Re: C++ programming challenge
On Jun 12, 10:22 pm, Ioannis Vranos <ivra...@freemail.gr> wrote:
Peter Jansson wrote:
On Fri, 12 Jun 2009, fifoforlifo wrote:
I thought this competition sounded fun, so I gave it a
shot. The following is a 2-threaded program that overlaps
reads and computation. I had to use boost::thread for
this, but this should all be doable in C++0x -- but I'll
let you be the final judge of whether it's an acceptable
entry. As many pointed out, the problem is I/O bound, so
that's what I tackled first. The computation part is
nearly identical to Chris' code, I could not beat the
simple accumulate-into-256-wide-table. So cheers for
finding the best solution there :-)
/.../
I have included your code in the list of results at
http://blog.p-jansson.com/2009/06/programming-challenge-letter-freque...

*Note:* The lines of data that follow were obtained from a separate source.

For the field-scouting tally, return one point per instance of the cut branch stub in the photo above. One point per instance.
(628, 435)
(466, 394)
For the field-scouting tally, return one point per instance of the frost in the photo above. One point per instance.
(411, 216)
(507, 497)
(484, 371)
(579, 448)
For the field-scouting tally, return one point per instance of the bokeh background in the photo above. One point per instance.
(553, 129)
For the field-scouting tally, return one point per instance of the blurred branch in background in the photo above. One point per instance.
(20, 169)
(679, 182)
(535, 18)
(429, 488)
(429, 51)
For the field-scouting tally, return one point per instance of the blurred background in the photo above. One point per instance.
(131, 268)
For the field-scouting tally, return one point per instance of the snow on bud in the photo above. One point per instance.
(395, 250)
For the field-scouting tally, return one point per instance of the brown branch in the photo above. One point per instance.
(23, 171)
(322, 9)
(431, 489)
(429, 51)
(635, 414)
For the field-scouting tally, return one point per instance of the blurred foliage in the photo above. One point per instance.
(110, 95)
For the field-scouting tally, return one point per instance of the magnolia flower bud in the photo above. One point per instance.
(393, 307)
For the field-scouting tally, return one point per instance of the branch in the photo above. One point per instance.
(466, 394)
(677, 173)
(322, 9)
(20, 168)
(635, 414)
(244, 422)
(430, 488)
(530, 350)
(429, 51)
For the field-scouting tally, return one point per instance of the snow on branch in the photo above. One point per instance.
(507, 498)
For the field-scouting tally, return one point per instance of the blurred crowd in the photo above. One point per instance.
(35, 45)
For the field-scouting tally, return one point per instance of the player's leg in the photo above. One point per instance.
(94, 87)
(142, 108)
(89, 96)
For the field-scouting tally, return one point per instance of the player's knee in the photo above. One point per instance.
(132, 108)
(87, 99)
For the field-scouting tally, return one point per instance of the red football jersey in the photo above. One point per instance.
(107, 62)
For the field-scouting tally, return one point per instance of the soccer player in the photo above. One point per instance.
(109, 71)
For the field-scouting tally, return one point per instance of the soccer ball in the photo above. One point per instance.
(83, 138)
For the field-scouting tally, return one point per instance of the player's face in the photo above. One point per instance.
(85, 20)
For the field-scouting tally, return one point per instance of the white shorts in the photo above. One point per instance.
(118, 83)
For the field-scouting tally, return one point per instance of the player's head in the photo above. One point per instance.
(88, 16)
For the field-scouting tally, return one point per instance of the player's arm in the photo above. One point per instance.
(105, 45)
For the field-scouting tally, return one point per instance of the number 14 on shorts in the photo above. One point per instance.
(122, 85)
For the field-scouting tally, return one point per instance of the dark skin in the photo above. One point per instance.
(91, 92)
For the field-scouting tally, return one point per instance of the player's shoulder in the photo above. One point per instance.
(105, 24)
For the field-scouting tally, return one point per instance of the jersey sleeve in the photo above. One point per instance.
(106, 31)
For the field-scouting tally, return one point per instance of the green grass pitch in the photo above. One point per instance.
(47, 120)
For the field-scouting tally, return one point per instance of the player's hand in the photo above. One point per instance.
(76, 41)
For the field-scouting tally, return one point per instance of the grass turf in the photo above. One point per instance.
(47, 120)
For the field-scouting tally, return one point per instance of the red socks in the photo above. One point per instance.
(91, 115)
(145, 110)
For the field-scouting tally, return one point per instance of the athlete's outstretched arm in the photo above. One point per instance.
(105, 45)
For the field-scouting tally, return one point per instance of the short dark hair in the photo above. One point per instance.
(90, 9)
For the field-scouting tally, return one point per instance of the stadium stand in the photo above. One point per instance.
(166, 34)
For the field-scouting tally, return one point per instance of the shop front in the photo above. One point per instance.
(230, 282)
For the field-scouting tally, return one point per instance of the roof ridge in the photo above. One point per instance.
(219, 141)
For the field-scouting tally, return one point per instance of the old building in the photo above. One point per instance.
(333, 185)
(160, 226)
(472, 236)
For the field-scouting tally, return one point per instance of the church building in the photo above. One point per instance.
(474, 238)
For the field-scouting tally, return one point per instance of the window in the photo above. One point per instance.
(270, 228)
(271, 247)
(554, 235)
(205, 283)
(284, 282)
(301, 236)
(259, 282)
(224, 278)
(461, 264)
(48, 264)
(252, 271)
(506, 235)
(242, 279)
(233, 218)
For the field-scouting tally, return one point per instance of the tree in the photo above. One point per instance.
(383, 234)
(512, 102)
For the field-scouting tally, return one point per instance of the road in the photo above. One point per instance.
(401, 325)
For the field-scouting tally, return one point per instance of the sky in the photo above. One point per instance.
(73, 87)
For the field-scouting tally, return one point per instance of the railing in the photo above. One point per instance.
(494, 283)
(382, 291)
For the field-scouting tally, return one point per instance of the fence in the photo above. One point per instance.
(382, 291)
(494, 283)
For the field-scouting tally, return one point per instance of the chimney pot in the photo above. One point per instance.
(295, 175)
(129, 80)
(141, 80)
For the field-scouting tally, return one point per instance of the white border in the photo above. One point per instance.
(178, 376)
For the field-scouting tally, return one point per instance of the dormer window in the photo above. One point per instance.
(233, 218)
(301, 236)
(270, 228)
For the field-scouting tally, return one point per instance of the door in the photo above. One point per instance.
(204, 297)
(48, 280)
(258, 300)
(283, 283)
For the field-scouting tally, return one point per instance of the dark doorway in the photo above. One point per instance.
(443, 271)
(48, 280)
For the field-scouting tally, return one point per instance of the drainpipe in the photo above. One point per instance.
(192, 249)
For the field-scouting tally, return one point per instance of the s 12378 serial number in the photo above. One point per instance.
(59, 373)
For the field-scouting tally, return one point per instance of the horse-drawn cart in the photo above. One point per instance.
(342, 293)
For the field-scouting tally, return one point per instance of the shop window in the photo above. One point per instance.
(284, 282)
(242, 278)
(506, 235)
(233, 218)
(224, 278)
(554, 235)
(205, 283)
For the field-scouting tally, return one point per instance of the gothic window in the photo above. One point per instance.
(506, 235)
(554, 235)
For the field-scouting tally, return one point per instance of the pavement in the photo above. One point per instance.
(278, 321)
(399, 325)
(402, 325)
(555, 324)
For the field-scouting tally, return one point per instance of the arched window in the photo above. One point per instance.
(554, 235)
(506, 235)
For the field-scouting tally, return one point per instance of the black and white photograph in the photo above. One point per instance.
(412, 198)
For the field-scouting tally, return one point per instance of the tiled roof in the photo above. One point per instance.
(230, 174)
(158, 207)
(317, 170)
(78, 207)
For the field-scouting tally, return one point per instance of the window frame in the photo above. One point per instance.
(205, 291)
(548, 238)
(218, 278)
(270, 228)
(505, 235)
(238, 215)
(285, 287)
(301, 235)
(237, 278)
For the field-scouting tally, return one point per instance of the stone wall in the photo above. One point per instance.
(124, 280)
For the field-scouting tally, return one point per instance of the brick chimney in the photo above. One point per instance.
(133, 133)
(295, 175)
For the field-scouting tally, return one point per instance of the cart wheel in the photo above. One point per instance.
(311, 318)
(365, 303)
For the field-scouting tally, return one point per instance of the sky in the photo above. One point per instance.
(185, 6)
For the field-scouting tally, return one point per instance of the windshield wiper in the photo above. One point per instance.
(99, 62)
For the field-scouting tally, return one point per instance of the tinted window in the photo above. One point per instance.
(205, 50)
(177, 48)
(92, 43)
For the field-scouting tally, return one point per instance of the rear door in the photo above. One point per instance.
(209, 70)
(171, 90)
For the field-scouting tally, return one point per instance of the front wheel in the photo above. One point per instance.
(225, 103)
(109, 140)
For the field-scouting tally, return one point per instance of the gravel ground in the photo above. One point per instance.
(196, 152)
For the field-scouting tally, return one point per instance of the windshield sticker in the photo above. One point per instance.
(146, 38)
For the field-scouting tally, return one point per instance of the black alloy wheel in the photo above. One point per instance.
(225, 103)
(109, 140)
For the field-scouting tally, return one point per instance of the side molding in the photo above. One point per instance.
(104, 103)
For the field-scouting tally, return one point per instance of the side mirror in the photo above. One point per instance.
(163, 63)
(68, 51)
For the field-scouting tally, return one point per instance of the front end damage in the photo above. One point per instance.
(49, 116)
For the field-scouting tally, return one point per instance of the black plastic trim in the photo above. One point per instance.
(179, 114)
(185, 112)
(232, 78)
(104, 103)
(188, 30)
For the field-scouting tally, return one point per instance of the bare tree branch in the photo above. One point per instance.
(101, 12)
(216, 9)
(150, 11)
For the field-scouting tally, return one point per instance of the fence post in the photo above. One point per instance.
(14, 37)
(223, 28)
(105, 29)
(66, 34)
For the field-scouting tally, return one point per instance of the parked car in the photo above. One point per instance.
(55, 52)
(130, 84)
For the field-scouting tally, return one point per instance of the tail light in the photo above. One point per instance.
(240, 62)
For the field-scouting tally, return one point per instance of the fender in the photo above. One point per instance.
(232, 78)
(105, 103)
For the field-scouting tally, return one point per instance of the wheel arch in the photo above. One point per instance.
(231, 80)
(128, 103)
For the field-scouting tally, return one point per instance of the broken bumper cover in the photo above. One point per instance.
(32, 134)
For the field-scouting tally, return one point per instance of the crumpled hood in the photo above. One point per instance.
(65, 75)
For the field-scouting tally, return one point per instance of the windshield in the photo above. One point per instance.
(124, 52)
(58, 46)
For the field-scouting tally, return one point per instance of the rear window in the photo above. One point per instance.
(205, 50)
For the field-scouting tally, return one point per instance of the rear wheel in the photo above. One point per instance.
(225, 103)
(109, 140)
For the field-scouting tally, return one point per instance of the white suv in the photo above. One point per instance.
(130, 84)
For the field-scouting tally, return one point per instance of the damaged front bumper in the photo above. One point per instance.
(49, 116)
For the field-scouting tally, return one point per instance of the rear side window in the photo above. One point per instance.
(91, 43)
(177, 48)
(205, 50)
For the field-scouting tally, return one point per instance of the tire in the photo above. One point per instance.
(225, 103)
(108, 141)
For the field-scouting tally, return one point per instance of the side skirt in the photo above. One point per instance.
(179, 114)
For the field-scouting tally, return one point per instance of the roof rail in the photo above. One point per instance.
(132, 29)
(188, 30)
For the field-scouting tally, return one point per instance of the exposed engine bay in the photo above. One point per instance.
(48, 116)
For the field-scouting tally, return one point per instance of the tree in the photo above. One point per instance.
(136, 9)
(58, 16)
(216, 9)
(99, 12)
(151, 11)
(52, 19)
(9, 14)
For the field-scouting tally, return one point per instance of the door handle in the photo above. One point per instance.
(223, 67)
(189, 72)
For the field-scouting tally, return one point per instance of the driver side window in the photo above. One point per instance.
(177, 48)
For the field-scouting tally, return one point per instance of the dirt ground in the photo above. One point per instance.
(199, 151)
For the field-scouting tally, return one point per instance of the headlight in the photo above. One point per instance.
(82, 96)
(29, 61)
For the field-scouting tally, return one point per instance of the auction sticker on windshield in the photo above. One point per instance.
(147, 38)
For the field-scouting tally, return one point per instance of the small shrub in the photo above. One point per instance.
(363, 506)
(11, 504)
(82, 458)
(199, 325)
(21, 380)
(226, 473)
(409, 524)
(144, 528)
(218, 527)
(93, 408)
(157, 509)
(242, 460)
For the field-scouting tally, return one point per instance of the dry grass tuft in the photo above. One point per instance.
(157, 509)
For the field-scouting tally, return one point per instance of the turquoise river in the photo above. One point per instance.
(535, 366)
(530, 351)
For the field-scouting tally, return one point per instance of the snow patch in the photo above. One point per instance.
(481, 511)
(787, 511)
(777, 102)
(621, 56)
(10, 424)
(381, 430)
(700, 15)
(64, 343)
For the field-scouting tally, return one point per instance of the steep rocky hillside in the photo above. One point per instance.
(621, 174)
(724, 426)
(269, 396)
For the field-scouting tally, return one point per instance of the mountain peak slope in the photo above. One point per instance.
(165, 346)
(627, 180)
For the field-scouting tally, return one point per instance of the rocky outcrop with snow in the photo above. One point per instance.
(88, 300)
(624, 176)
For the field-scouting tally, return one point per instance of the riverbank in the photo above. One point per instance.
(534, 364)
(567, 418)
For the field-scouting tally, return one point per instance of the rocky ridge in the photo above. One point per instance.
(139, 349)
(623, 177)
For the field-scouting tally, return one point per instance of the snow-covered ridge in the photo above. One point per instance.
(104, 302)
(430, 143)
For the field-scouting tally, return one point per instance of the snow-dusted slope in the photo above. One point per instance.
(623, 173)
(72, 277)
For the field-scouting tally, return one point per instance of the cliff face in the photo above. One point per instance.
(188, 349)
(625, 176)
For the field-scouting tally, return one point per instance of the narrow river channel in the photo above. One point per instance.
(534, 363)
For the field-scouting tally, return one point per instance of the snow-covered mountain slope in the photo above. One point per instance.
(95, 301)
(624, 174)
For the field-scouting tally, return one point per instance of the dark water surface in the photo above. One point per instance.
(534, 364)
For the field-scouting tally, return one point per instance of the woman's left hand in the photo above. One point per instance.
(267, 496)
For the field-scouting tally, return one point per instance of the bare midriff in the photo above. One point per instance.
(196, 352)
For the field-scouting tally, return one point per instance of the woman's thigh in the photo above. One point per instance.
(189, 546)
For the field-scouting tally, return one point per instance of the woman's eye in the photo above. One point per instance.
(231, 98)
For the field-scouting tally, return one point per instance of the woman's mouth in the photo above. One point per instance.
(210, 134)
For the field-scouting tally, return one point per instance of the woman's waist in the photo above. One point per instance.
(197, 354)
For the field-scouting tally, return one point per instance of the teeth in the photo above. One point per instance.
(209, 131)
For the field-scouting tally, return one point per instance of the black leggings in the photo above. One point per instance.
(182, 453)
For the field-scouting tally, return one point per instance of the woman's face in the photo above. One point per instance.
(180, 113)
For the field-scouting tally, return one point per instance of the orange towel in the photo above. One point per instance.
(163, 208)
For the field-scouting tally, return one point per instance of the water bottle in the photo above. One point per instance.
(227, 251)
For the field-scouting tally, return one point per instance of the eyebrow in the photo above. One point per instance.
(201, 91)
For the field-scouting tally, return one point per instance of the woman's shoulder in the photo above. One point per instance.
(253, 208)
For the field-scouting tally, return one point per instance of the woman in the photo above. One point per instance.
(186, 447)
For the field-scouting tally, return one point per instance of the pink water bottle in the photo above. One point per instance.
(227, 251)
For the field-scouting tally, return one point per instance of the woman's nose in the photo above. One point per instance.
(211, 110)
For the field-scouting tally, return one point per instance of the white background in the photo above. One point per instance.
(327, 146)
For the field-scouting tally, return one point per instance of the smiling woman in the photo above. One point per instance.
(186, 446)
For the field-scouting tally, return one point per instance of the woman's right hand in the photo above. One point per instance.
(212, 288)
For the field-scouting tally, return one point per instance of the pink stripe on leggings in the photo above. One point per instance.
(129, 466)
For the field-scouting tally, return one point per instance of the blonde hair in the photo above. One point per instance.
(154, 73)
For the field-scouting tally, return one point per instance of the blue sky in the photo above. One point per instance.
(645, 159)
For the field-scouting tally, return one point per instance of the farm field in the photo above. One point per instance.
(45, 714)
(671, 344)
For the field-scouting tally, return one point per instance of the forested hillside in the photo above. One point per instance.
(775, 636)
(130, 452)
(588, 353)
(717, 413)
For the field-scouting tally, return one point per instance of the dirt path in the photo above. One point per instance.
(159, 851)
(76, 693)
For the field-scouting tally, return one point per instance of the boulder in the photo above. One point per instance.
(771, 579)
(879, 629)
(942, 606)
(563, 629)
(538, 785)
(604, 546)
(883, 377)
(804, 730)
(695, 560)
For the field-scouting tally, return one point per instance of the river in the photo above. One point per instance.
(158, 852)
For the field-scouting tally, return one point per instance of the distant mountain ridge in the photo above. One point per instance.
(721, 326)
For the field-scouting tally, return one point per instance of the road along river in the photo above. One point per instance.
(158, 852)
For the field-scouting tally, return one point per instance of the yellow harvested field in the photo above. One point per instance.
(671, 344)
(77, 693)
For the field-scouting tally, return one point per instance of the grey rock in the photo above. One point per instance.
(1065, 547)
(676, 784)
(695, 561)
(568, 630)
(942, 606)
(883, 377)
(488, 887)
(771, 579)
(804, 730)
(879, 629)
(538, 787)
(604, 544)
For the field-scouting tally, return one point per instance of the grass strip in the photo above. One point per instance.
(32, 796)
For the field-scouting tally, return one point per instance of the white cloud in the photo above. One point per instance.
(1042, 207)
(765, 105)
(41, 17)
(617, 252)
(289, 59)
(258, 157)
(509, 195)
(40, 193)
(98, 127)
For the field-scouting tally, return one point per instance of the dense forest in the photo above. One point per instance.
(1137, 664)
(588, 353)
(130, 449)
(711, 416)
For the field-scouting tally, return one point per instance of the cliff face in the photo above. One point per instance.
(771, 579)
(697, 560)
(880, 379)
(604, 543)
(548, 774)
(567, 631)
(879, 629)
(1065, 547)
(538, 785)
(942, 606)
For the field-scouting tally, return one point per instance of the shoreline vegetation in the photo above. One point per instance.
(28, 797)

My Ubuntu machine had Boost 1.37 so that is what was used
during compilation.
I think you are relaxing the rules. I know Qt programming, and
most (if not all) Linux distributions provide the Qt
libraries.
May I use Qt?
If so... I have a class which manages memory mapping, portably
to Windows and Unix/Linux. Can I use that? (I rather suspect
that a mmap'ed solution would be faster than any of the
alternatives, at least on Linux.)
More generally, what are the rules? In particular:
-- What assumptions can I make concerning the input encoding?
Single byte? Derived from ASCII? None of the proposed
solutions I've seen handle case folding correctly for UTF-8.
-- What assumptions can I make with regards to portability?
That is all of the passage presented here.